The actuators are all dynamixel RX-64, 18V actuators run off a 5 cell lipo and an ac power supply to keep things topped up. I have a nice 40V 13.8V AC powered supply, thinking about trading the RX-64 for MX-64 that would be happy running at 13.8V. This is a $1K decision, I need to sleep on that.
I had intended to do three tests, only got one done.
I fired the 3D printed motor with larger diameter plumbing on the main valve and a turbine flow meter so I can measure C* and ISP.
Results are mixed....
The test stand I'm using is an amalgamation of an old test stand and a bunch of valves from the silver ball. In short it is a mess. I worked on making it better this week. (largely why I only got one of my tests done) We hydroed the basic structure and tested the relief valve a few weeks ago, and all of that is solid. The new valves and arrangements form the main outlet to the motor are solid.
The valves for the fuel side and the pressurization system are 100% Silver ball leftovers.
They largely worked two weeks ago when we ran it, this weekend two of the fuel side valves were frozen and the actuators died. I had one spare actuator with me so I replaced the fuel valve actuator and changed the fuel side vent to manual operations.
The 2nd deficiency of the system is that all the wiring is an unreliable mess. I hope to clean that up repackage the electronics and make it all a solid solution before I use the stand again.
I left the test stand at FAR but brought all the valves and sensors home.
The actuators are all dynamixel RX-64, 18V actuators run off a 5 cell lipo and an ac power supply to keep things topped up. I have a nice 40V 13.8V AC powered supply, thinking about trading the RX-64 for MX-64 that would be happy running at 13.8V. This is a $1K decision, I need to sleep on that.
My old sureflow pump for loading oxidizer died this year. I bought an air powered diaphram pump from McMaster car to replace it as the model of sureflow pump is not longer made.
The problem with this pump is that is really pulses, the flow is not smooth so hoses jump around and do unpredictable things. I mounted the pump to a 3 hp roll around aircompressor and added a remote dead man switch activated valve to turn the pump on/off. I also changed the loading procedure form opening the top of the tank to having a separate valve and a hard connection on the bottom for fueling, no ladders involved. These changes mostly worked as designed and I'm happy with them. much less risk drama in oxidizer loading. I need to do something similar for the fuel side and will do so. I still have hope that I can find a good steady electric self priming oxidizer pump..... I've ordered a couple of candidates, we will see how they turn out.
The firing ran well about 78 seconds. The CAT pack worked well and I got good data. The feed pressure was up about 20 psi from last time, the chamber pressure was up about 10, not sure where the other 10psi went.... motor ran at about 180 PSI target is 200. On shutdown the fuel feed pressure stayed up witht he fuel valve closed. So I suspect that rebuilding the fuel side of the system in the mojave dust introduced enough material to clog the fuel orfices. I've ordered a small sintered 10 micron fuel filter to add to the system. Well see when I examine the engine this week....

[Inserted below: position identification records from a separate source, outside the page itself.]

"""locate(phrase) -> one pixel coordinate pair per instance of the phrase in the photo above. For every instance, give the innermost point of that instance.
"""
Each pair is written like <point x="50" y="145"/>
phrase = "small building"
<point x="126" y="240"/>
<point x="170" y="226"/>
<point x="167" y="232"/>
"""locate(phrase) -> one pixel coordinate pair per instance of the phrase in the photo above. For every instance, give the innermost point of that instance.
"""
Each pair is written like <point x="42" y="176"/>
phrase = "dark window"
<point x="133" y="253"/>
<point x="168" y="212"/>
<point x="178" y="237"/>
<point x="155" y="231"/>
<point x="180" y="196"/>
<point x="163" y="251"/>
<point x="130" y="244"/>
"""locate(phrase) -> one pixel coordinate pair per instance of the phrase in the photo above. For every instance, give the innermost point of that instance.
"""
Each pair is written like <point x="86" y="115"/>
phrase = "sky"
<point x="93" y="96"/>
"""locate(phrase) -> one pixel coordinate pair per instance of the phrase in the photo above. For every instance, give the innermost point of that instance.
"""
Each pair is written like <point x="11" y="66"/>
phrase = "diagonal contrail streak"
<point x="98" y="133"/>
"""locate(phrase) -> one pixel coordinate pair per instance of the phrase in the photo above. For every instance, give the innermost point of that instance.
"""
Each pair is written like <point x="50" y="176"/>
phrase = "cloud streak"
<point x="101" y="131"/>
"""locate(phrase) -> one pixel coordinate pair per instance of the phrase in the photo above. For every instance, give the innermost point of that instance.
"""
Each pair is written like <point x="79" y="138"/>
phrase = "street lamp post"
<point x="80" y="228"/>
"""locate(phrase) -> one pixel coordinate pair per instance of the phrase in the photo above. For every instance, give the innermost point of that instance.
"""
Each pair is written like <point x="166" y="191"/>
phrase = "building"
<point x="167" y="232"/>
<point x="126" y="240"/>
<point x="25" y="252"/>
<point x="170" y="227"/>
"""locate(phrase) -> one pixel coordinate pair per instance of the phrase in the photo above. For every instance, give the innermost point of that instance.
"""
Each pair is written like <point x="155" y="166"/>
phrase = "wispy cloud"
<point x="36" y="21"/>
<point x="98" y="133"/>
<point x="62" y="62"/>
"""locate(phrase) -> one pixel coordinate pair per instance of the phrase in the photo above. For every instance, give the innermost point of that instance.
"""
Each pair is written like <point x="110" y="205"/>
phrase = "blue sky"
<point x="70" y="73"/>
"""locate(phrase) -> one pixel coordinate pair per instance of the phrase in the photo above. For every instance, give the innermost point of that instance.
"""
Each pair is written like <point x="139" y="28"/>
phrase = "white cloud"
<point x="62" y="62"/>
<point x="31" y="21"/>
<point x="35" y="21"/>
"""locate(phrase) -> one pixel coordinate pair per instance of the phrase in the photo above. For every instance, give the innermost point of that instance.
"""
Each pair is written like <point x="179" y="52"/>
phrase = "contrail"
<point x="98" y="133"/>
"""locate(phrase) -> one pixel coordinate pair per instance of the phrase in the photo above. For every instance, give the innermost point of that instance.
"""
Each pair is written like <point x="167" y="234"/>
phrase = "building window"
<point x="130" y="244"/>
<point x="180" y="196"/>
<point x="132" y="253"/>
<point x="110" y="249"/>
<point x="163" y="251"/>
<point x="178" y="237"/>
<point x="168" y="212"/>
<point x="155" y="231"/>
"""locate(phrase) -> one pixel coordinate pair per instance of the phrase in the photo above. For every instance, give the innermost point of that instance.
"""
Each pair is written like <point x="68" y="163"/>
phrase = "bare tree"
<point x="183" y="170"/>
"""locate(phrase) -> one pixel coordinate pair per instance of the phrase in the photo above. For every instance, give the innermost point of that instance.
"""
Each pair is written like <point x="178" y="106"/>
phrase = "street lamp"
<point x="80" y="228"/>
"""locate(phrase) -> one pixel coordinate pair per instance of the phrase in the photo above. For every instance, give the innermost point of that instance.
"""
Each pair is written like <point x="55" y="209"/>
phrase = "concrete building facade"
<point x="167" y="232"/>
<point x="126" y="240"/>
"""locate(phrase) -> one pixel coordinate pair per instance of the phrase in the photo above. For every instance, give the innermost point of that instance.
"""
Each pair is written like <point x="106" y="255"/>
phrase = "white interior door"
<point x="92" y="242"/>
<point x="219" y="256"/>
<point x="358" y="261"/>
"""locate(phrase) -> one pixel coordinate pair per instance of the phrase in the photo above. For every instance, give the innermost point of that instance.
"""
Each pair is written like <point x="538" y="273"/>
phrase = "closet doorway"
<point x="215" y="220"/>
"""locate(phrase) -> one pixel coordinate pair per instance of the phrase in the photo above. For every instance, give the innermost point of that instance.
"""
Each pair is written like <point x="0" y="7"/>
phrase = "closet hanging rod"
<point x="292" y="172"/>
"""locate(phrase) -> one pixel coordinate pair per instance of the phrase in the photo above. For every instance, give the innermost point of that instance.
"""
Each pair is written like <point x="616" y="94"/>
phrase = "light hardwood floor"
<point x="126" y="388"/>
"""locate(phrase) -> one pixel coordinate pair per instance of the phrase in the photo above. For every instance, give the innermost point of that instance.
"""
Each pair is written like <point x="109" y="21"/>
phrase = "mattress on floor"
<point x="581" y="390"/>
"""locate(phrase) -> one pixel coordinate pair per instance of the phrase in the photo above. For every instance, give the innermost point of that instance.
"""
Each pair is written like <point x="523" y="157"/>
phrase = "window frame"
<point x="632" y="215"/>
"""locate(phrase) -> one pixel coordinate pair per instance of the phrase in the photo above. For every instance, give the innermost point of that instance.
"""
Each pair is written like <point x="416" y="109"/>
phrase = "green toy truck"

I forgot to do a final last minute tightness check on all the plumbing. Got distracted by a rocket launch that required everyone under cover and for got to tighten one pressure transducer... sprayed peroxide all over everything...this part was after the main valve so was not part of the pre-fill leak check.
Then wheil disassembling things I dumped fuel all over the open ox inlet port on the motor.
So before I run it again it needs to come apart and be properly lcleaned for oxidizer service.
Things to do before next test:
Rebuild and test all the valves and actuators.
Package the electronics in a more robust manner.
Add flow meter to the fuel side.
I'll probably run another motor test the first FAR event of January that should be Jan 2nd
For the Far event on the 19th of December I'm going to try and fly my GPS experiment and test the little TJ-20A turbine as a potential first stage motor.
I'll try and post some of the test data when I have looked at it later this week.